P&G now does 30% of its media planning in-house


By Jennifer Faull, Deputy Editor

December 4, 2019 | 4 min read

Procter & Gamble (P&G) has said that nearly 30% of its $7bn global media spend is now planned in-house.



P&G has made no secret of its in-housing ambitions, saying in 2018 that it would begin to manage some portion of media, production and creative itself. Just one year later, at the start of 2019, it orchestrated a massive overhaul of its media agency structure in North America to fuel this plan.

Its in-house agency took a larger share of the media business, specifically on its oral care business, following a media review which pitted the team against its long-standing agencies Carat and Omnicom’s Hearts and Sciences.

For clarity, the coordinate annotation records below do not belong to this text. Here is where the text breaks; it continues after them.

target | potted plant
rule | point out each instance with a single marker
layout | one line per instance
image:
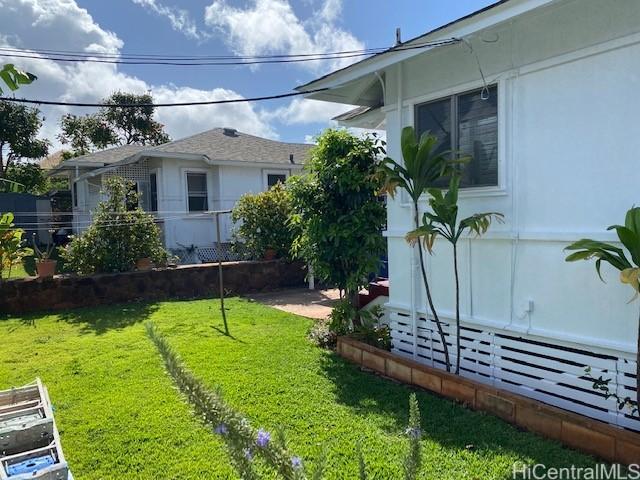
(12, 249)
(45, 265)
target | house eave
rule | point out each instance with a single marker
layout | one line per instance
(338, 83)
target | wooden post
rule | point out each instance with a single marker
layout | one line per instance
(220, 279)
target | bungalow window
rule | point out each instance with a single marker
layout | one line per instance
(466, 123)
(153, 192)
(197, 192)
(274, 178)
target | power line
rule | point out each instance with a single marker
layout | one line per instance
(157, 59)
(181, 64)
(180, 104)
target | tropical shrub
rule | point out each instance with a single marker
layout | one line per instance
(261, 222)
(422, 167)
(12, 244)
(336, 208)
(443, 221)
(629, 268)
(346, 319)
(121, 234)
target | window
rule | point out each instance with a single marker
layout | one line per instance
(131, 195)
(197, 192)
(275, 178)
(153, 192)
(468, 124)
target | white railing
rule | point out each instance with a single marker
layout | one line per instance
(550, 371)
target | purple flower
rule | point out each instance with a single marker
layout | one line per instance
(221, 429)
(263, 438)
(248, 454)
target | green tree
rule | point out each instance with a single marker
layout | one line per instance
(12, 244)
(19, 127)
(14, 77)
(629, 236)
(86, 134)
(118, 237)
(262, 222)
(29, 175)
(133, 125)
(338, 212)
(115, 124)
(443, 220)
(422, 167)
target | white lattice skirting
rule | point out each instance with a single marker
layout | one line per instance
(549, 372)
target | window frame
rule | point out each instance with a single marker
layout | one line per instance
(266, 173)
(156, 172)
(200, 171)
(500, 189)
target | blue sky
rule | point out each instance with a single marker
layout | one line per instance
(211, 27)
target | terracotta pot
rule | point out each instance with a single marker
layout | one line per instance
(144, 264)
(46, 268)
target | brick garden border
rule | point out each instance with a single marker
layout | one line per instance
(597, 438)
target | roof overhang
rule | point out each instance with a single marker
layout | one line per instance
(371, 118)
(353, 84)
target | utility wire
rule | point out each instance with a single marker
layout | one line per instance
(180, 104)
(157, 59)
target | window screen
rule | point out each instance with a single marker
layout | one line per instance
(197, 192)
(468, 124)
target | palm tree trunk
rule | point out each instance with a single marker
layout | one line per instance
(638, 370)
(428, 290)
(455, 271)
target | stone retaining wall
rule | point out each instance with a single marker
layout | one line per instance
(582, 433)
(189, 281)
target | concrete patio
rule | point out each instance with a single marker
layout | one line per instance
(300, 301)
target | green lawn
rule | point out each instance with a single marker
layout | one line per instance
(121, 417)
(17, 271)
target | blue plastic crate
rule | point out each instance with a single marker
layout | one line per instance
(31, 465)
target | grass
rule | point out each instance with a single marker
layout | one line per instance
(121, 417)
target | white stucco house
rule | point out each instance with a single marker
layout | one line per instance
(181, 180)
(544, 95)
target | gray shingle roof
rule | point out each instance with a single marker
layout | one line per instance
(224, 144)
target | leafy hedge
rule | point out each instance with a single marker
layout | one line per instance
(262, 222)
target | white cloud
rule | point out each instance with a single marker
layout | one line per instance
(185, 121)
(302, 111)
(272, 27)
(62, 25)
(180, 19)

At the Morgan Stanley Global Consumer and Retail conference this week, P&G’s chief brand officer Marc Pritchard lauded the results.

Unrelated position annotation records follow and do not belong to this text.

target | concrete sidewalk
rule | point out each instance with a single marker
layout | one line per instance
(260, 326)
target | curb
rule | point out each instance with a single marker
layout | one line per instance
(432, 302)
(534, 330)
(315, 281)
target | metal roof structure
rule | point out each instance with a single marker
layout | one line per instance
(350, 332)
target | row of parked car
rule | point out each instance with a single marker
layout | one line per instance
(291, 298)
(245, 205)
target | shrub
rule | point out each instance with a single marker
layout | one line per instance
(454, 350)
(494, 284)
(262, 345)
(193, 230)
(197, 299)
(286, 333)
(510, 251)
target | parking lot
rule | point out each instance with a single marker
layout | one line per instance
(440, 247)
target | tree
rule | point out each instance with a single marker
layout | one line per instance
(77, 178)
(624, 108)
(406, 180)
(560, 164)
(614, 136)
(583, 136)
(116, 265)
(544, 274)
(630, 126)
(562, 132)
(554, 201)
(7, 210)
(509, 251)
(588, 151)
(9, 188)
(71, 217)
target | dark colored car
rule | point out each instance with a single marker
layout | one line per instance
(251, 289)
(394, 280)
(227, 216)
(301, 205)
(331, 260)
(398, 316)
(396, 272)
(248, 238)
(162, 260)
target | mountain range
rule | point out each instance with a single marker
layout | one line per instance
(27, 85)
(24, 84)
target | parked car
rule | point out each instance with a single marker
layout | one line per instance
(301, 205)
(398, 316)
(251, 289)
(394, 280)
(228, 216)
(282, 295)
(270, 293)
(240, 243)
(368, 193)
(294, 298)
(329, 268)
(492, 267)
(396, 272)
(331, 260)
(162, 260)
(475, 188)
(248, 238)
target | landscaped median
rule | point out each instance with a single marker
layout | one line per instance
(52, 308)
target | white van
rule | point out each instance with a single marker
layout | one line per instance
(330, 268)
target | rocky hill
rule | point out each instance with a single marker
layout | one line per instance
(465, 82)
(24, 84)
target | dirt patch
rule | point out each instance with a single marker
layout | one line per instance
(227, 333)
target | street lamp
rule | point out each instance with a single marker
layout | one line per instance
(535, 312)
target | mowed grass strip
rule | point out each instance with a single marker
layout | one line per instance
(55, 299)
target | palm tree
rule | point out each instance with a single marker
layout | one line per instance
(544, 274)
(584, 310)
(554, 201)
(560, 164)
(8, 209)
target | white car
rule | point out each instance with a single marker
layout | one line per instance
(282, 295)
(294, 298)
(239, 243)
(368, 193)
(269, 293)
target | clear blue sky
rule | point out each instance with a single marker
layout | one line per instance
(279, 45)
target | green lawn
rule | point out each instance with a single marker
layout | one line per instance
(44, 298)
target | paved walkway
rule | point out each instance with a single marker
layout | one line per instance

“Reinventing advertising means reinventing agency partnerships moving from brand people who outsource too much of their work to brand entrepreneurs with their hands on the keyboard,” he said. “P&G people are doing more media planning in-house with nearly 30% of our media spending already planned in-house.”

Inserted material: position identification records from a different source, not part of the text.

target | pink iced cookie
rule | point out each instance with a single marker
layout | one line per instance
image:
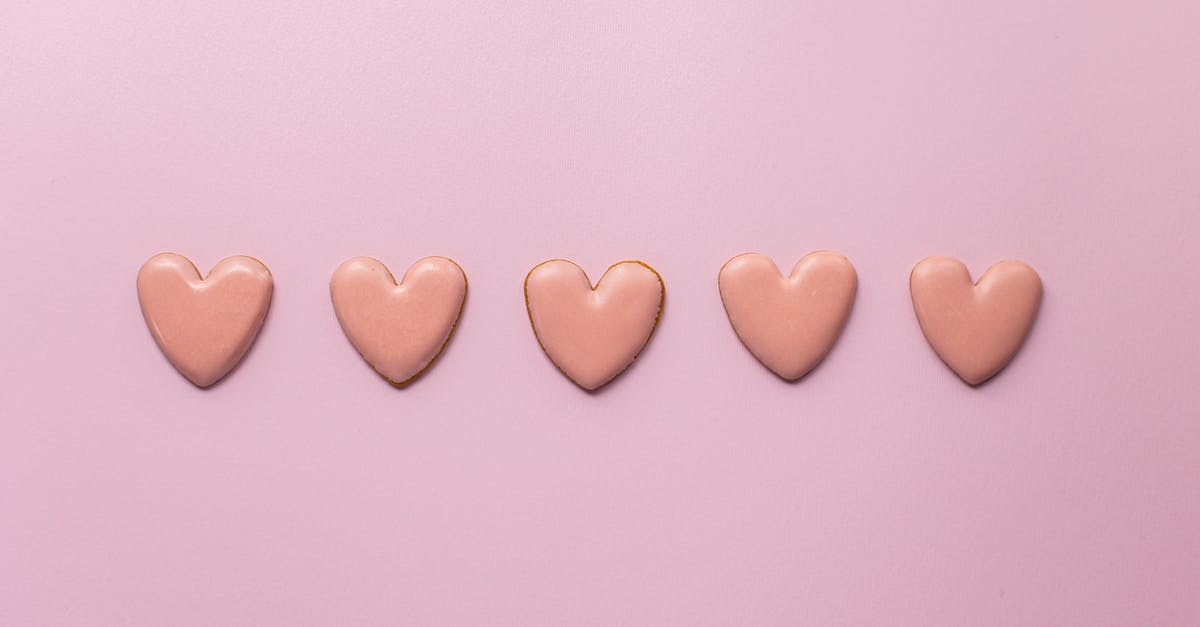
(789, 323)
(592, 334)
(204, 326)
(975, 328)
(400, 329)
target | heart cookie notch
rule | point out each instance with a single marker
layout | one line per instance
(789, 323)
(204, 326)
(593, 334)
(399, 328)
(976, 328)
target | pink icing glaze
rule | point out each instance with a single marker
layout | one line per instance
(400, 329)
(204, 326)
(975, 328)
(593, 334)
(789, 323)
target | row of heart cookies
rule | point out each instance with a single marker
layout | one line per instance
(204, 326)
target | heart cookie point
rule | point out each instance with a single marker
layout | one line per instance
(400, 329)
(204, 326)
(592, 334)
(976, 328)
(789, 323)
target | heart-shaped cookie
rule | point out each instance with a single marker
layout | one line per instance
(204, 326)
(400, 329)
(789, 323)
(976, 328)
(593, 334)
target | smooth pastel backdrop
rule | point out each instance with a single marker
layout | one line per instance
(697, 489)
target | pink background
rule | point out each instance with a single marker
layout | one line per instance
(697, 489)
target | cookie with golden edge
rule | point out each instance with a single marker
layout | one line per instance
(593, 333)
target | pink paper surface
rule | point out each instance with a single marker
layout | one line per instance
(697, 488)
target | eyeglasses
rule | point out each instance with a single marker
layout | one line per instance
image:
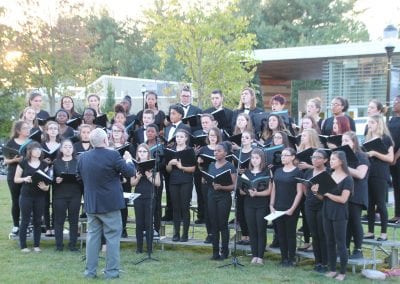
(316, 157)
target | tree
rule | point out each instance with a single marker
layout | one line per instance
(53, 50)
(302, 22)
(210, 41)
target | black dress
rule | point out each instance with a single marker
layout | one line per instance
(67, 197)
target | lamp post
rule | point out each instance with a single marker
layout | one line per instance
(390, 35)
(143, 90)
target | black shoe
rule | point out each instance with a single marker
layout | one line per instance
(166, 218)
(208, 239)
(356, 254)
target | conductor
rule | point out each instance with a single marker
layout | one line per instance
(100, 170)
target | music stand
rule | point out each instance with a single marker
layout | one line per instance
(235, 261)
(149, 241)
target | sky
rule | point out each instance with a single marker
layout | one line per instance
(376, 16)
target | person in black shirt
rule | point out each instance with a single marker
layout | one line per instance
(255, 205)
(19, 137)
(379, 175)
(32, 200)
(286, 194)
(394, 127)
(313, 212)
(144, 184)
(359, 199)
(220, 201)
(339, 106)
(181, 186)
(335, 214)
(67, 196)
(214, 137)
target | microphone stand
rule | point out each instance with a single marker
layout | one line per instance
(149, 240)
(235, 261)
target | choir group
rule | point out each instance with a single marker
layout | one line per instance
(262, 161)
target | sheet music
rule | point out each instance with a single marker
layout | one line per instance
(271, 217)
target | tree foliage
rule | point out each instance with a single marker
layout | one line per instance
(211, 42)
(302, 22)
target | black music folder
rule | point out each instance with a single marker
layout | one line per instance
(121, 150)
(334, 139)
(9, 152)
(142, 167)
(186, 156)
(245, 184)
(36, 136)
(223, 178)
(350, 155)
(101, 120)
(375, 144)
(193, 120)
(243, 164)
(199, 140)
(74, 122)
(237, 138)
(39, 176)
(324, 179)
(273, 155)
(52, 155)
(69, 178)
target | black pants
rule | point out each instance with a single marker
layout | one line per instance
(199, 192)
(181, 194)
(377, 190)
(48, 215)
(257, 227)
(143, 223)
(286, 227)
(61, 207)
(218, 210)
(31, 206)
(395, 173)
(306, 230)
(354, 226)
(240, 214)
(335, 234)
(15, 190)
(316, 228)
(168, 207)
(207, 221)
(157, 206)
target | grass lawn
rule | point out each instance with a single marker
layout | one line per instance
(177, 264)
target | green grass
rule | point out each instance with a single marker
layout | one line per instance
(177, 264)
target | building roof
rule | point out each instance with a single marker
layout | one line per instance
(306, 62)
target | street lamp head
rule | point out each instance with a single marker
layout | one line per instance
(390, 36)
(143, 89)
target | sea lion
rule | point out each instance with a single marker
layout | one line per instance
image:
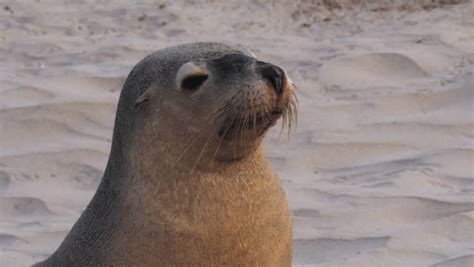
(187, 181)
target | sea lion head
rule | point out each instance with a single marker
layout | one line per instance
(214, 108)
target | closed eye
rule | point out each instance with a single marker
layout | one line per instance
(192, 83)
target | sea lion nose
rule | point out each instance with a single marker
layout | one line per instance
(274, 74)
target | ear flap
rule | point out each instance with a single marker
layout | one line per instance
(144, 97)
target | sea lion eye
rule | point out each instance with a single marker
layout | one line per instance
(192, 83)
(191, 76)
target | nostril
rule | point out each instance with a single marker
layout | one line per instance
(273, 74)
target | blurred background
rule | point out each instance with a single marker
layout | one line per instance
(379, 171)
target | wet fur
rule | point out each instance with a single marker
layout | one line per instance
(165, 199)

It’s not just media that its internal teams have taken more control of. P&G has also brought more creative and production in-house. The case-study in the effectiveness of this move comes in the form of Secret, its deodorant brand.

In June, it opted to end its agency of record relationship with Wieden+Kennedy and began creating and producing ads itself. Pritchard claims it can now produce an ad “for as little as a tenth of the costs and in one month versus five.”

For a recent ad, it opted to shoot it at the company's headquarters in Cincinnati with the associate brand director acting as producer and its brand manager as creative director.

“It’s winning in market,” he claimed. “Secret sales have consistently grown mid-single digits since in-sourcing this work. Our agency reinvention has not only saved $1bn over the last five years it's also leading to more creativity, agility, and entrepreneurship, and helping to transform our organization and culture.”

But even after making these savings, Pritchard said it believes more cuts can be made in advertising supply costs; a familiar and ominous message to its roster of 3,000 agencies.

It will ramp up its so-called “fix and flow” model and continue to co-locate its own people along with individuals from media, creative and production agencies into one unit across more brands. It has already attempted it with its Oral Care division where it’s brought all of its agencies into one team called ‘Woven’.

“This takes time, touches and distance out but first it takes costs out,” he said.

“We're seeing a lot more innovation and creativity and quite frankly I've seen the bar rise in terms of creativity and responsiveness and working together. So, I think it's actually starting to have a positive effect on the creative agency in the industry.”

Pritchard said he is eyeing up the production sector for the coming year. “The in-house production on Secret gives us an opportunity to be able to bring some of that production in-house and also take cost out because that production supply chain in the industry is kind of an expensive one.